As previsões são alarmantes para os próximos três meses

 Além destas análises do que já vem ocorrendo desde o início do ano, a equipe do LASA-UFRJ elaborou uma previsão preocupante do cenário de seca e incêndios para os próximos três meses no Pantanal.

  • De julho a setembro, esperam-se temperaturas acima da média e precipitação abaixo do normal. A partir de julho haverá o desenvolvimento das condições do fenômeno La Niña, que pode favorecer a ocorrência de seca, ondas de calor e incêndios no Pantanal, conforme ocorreu em 2020;
  • Quanto às condições meteorológicas, nos meses de julho a setembro de 2024, a temperatura do ar próximo à superfície ultrapassará 2ºC acima da média e a precipitação tem grandes chances de permanecer abaixo do esperado dentro da série histórica (1991-2016) (dados baseados nas análises do European Centre for Medium-Range Weather Forecasts – ECMWF).

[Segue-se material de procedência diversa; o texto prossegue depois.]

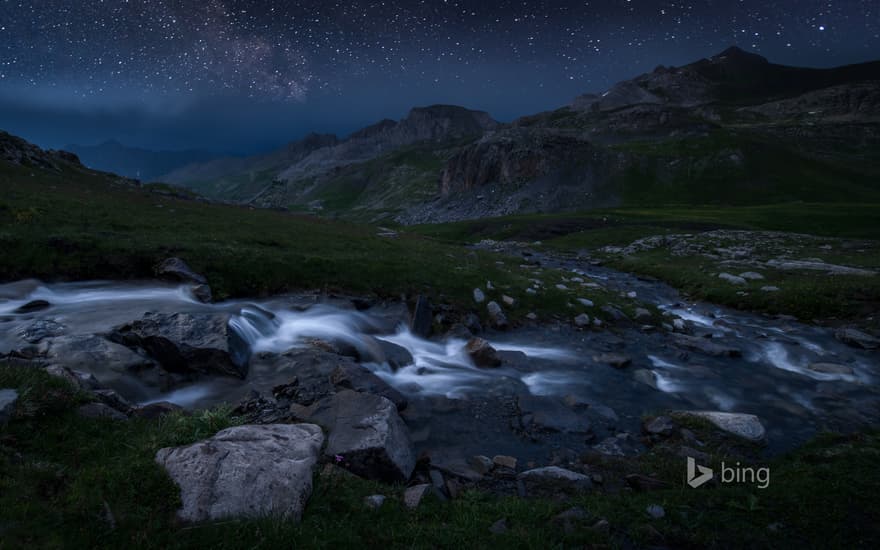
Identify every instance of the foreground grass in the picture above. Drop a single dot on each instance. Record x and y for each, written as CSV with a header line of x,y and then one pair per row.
x,y
70,482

Se as condições climáticas atuais se mantiverem nos próximos meses, a probabilidade de que ultrapassemos o número de 2 milhões de hectares consumidos pelo fogo até o final do ano é de 92% e de passar de 3 milhões, é de 80%.

Onde está o fogo?

Apesar de o fogo estar muito intenso, os focos permanecem, até o momento, muito concentrados na porção sudoeste do Pantanal, na região de Corumbá, MS, ao longo dos rios Paraguai e do Paraguai Mirim. Estas regiões são, historicamente, mais habitadas e com mais circulação de embarcações.

Analisando os mapas a seguir, podem-se relacionar as áreas que mais alagam no bioma com as áreas com mais focos de incêndio.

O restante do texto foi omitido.